Mit Bekanntwerden der Entscheidung im Februar 2021 erhob sich ein Aufschrei in der Fachwelt. Genetiker und Staatsanwälte befürchteten, dass forensisches Fachwissen verloren gehen könnte, und unterstrichen den Nutzen der YHRD für ihre Arbeit. Im März 2021 veröffentlichte die »WIE-DNA«-Initiative eine Erklärung. Diese Gruppe von Sozialwissenschaftlern, Genetikern und Anthropologen – zu der auch Lipphardt zählt – analysiert die Verwendung von DNA-Daten: Sie äußerte die Hoffnung, dass das forensische Institut gerettet werde, weist aber mit Blick auf den Datensatz der YHRD zugleich auf ihre ethischen Bedenken hin.
Im April 2021 gab die Charité dann dem wachsenden politischen Druck nach und revidierte ihre Entscheidung, die Abteilung zuzumachen. Im Mai berichtete die »Berliner Zeitung«, dass allen Forschern am Institut für forensische Genetik der Charité Stellen direkt bei den Polizeibehörden angeboten würden. Es sei, so ein Charité-Sprecher gegenüber »Nature«, noch nichts endgültig entschieden, Roewer und Willuweit würden die YHRD aber in jedem Fall erhalten.

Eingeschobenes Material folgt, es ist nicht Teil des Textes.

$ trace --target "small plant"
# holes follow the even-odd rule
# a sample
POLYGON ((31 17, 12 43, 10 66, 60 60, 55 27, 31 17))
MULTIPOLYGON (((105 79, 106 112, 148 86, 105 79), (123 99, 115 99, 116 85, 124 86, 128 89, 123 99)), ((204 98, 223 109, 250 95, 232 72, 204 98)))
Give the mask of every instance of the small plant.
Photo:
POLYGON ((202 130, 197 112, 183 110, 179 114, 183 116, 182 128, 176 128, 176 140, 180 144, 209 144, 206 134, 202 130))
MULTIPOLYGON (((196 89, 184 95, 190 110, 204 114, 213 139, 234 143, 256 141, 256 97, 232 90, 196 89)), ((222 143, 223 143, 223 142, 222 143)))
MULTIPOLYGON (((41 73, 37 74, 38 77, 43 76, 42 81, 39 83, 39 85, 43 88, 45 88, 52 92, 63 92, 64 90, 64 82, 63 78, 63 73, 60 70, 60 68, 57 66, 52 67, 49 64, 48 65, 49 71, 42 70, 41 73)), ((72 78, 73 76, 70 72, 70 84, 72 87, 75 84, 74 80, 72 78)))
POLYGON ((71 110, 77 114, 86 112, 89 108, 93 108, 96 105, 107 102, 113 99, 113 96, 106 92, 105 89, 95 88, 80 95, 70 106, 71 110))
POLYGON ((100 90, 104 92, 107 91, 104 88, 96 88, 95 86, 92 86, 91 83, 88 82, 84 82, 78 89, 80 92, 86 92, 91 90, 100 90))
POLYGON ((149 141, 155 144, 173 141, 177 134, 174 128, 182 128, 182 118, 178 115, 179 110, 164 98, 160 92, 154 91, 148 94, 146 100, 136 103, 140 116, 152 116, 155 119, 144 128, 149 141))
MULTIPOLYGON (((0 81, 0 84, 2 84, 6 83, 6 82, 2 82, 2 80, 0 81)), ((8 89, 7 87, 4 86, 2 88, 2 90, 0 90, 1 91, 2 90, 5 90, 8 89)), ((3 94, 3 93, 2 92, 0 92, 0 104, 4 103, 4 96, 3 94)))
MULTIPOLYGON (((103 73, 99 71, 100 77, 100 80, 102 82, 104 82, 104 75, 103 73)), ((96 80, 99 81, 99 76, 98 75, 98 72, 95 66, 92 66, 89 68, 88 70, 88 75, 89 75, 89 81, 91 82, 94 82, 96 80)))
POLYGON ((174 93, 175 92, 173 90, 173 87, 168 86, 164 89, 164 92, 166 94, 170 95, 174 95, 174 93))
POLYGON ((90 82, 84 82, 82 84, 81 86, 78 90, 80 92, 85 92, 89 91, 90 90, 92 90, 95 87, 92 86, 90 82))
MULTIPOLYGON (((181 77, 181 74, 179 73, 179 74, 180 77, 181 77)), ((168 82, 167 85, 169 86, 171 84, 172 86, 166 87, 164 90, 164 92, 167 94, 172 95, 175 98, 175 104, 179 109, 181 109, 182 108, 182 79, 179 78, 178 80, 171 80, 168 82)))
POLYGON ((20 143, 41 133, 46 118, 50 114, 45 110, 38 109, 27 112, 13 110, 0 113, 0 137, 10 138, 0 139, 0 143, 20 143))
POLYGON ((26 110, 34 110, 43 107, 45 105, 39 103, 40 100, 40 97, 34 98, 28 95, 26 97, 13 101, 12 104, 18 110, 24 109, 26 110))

Die ethische Debatte wird unterdessen auf breiter Linie weitergeführt. Im Januar 2021 veröffentlichten Moreau und zwei weitere Forscher einen Meinungsbeitrag im Namen der European Society of Human Genetic. Darin fordern sie akademische Institutionen weltweit auf, die Zusammenarbeit mit Forschungsgruppen einzustellen, bei denen es ethische Bedenken gebe. »Diese Probleme reichen über China hinaus«, so der Beitrag, in dem auch der Fall der YHRD angeführt wird. »Wir wünschen uns weltweit ein Ende der Zusammenarbeit von akademischen und klinischen Institutionen auf der einen Seite und staatlichen Institutionen auf der anderen, bei denen das Sammeln von DNA-Proben sowie die Analysen unter einem deutlich minderwertigen Protokoll möglich sind.« Jede Studie, an der Polizei- oder Justizbehörden in autoritären Regimen beteiligt sind, sei »potenziell ethisch nicht sauber«.
Parson stimmt zu, dass genetische Profile aus Datenbanken entfernt werden sollten, die ohne informierte Einwilligung erlangt wurden. Allerdings dürfe die YHRD nicht stärker als nötig eingeschränkt werden. Schließlich könne es Analysen etwa zu Verwandtschaftswahrscheinlichkeiten verfälschen, wenn selektiv Y-Chromosomen-Profile aus der Datenbank gelöscht werden. Richter auf der ganzen Welt würden mit verlässlichen forensischen Daten rechnen, sagt der Genetiker. Die Daten von Minderheiten aber zu entfernen, »könnte die statistischen Auswertungen in forensischen Berichten verzerren – und zwar zum Nachteil dieser Minderheiten.«
Anm. d. Red.: Die Nachrichtenteams von »Nature« sowie »Spektrum.de« gehören zum Verlag Springer Nature, arbeiten aber redaktionell unabhängig.